Every time I look at this creature, I want to know more about it. I love trying to imagine how it might move; scampering with the uncoordinated energy of a puppy, or maybe the easy confidence of a centipede. Sometimes it reminds me of an old bonnet style pram that escaped it’s children, other times I see a garbage truck dressed up for a cocktail party. I love art that inspires its audience to go home and make art for themselves, and this makes me want to gather all the nick-nacks in my house and test out their strange creature potential.

Sue Robey

Splay, 2010

Ceramic and paperclay

15 x 20 x 13 cm

Donated by the Bluestone Collection, 2019 Bluestone Collection: RMIT University Art Collection

Janina Green, Untitled, 1989

The gentleness in the way Janina Green thinks about art, and how she makes her work, inspires me. There’s a darkness and dreaminess in this image that’s hard to pinpoint. Sometimes it’s the shapes and curves that I find fascinating; how they bounce back and forth between the bodies and the buildings. Other times it makes me think about different kinds of daily grinds, different pressures on our time and our bodies, and about women’s bodies as human factories (to serve other humans, to make new humans). I love that I can find a different story in this image every time I look at it.

Janina Green Untitled, 1989 Silver gelatin photograph 75.7 x 213.2 cm (Image)

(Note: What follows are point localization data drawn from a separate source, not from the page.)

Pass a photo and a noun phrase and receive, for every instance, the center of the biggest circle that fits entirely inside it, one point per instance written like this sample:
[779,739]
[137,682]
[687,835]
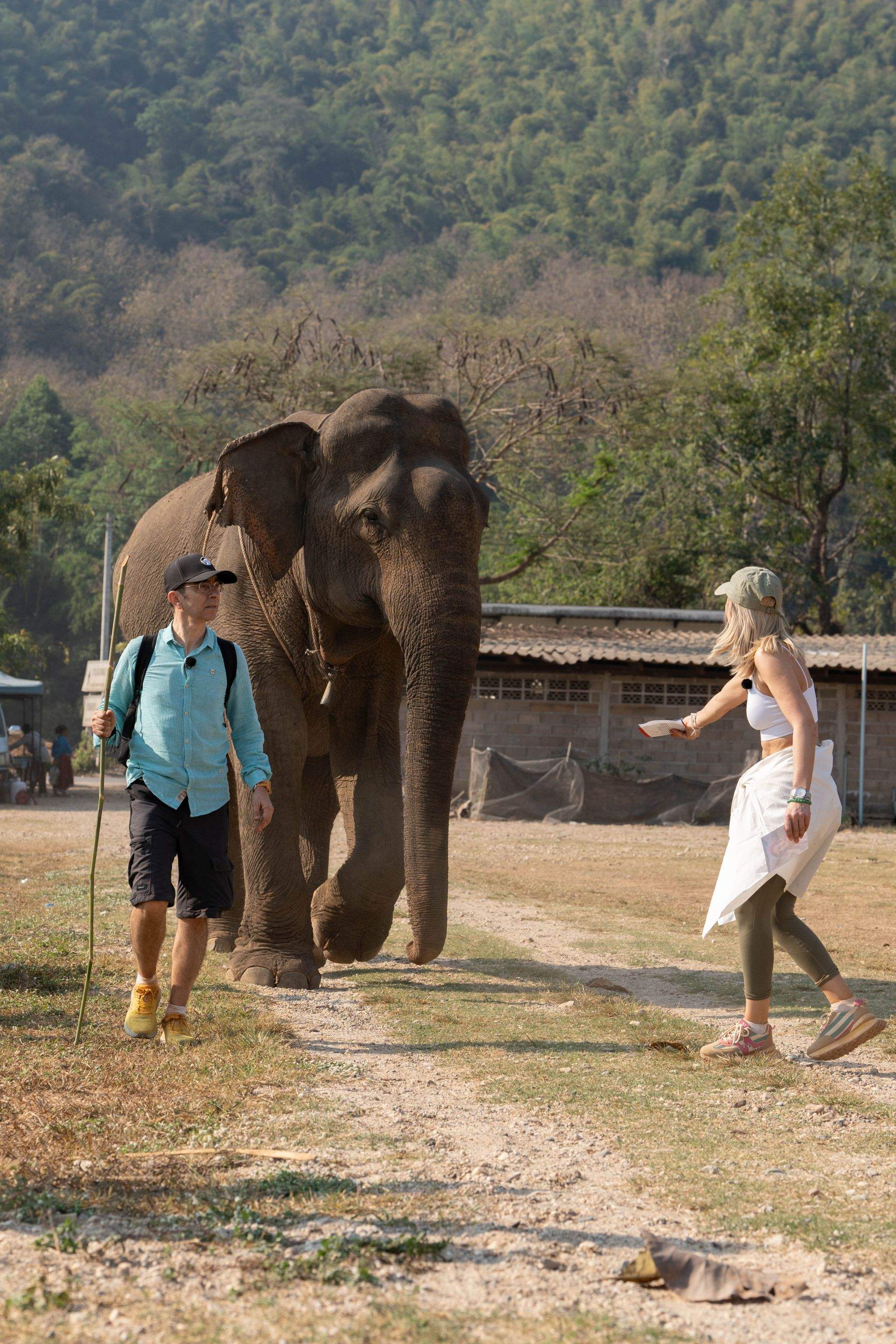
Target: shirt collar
[210,639]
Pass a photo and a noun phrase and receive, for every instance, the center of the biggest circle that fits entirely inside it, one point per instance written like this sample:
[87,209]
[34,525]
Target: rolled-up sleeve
[245,729]
[123,690]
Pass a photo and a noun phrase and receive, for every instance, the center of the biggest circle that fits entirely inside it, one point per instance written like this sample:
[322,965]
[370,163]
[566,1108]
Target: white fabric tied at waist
[758,808]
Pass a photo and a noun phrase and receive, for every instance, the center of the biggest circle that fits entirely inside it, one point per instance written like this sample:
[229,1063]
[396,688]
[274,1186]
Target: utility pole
[106,590]
[861,740]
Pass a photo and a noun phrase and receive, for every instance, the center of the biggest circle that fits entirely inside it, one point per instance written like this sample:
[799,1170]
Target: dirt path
[548,1211]
[551,1211]
[554,945]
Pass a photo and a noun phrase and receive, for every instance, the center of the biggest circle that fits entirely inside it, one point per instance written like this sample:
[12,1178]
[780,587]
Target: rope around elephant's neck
[261,600]
[329,671]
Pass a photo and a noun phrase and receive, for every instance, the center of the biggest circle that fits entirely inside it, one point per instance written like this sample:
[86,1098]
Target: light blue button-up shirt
[179,746]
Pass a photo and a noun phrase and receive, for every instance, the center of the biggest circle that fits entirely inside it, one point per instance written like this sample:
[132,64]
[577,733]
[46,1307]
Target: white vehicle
[5,741]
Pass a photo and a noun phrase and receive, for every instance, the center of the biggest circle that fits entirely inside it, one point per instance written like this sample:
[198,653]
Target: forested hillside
[216,211]
[334,131]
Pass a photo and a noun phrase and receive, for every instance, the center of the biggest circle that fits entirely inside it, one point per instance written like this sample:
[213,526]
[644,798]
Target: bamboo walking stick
[100,801]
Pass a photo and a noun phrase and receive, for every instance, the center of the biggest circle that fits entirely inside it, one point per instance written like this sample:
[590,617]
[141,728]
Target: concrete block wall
[530,730]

Purchased by the Phillip Institute of Technology, 1992 Phillip Institute Collection: RMIT University Art Collection

Works by Jean Baulch

01

Untitled

I’ve become closely acquainted with the streets around my house this year, exploring the alleyways and their creatures, and finding they are as surreal as the feeling of our lockdown. The grainy texture of black and white film leads us to read photographs in certain ways; they take on a timeless feeling, and a feeling of the distant past, and I like playing with that as an undercurrent in my images.

The Rivers

This is part of an ongoing series, where I find old disposable cameras in op shops that have been used but discarded without developing the film. I take out the films and reshoot them with images from my own life, without knowing what memories are already there. Unconnected timelines get entangled on the emulsion, ghosts appearing in each other’s lives. In this image there is girl canoeing on a river, while my kayak glides along another river, different waters from different moments in time overlapping, the odds of it feel to strange to be real.

03

Orbit

A celestial event in an ordinary place—shadows of moons on the prowl, a solar eclipse, an orbit. I’d never observed my backyard as closely as I have this year, and never been more grateful to have one. It can feel like a space where only the ordinary and the everyday can happen, but tinker with time, and dig up that childhood thrill of dress-ups, and the trees and leaves can be a cosmos, and the light in the backyard more curious.

Andrew Briganti

Andrew Briganti (b. Australia 1988), currently lives and works in Australia. After graduating with a Bachelor of Arts at Central European University, (Budapest 2006) and Bachelor of Science at Bocconi University, (Milan 2009), Briganti undertook Post–graduate studies at the Copenhagen Business School (Copenhagen 2010 – 2012). He currently studies a Certificate IV in Design in via remote learning at RMIT (Melbourne 2020).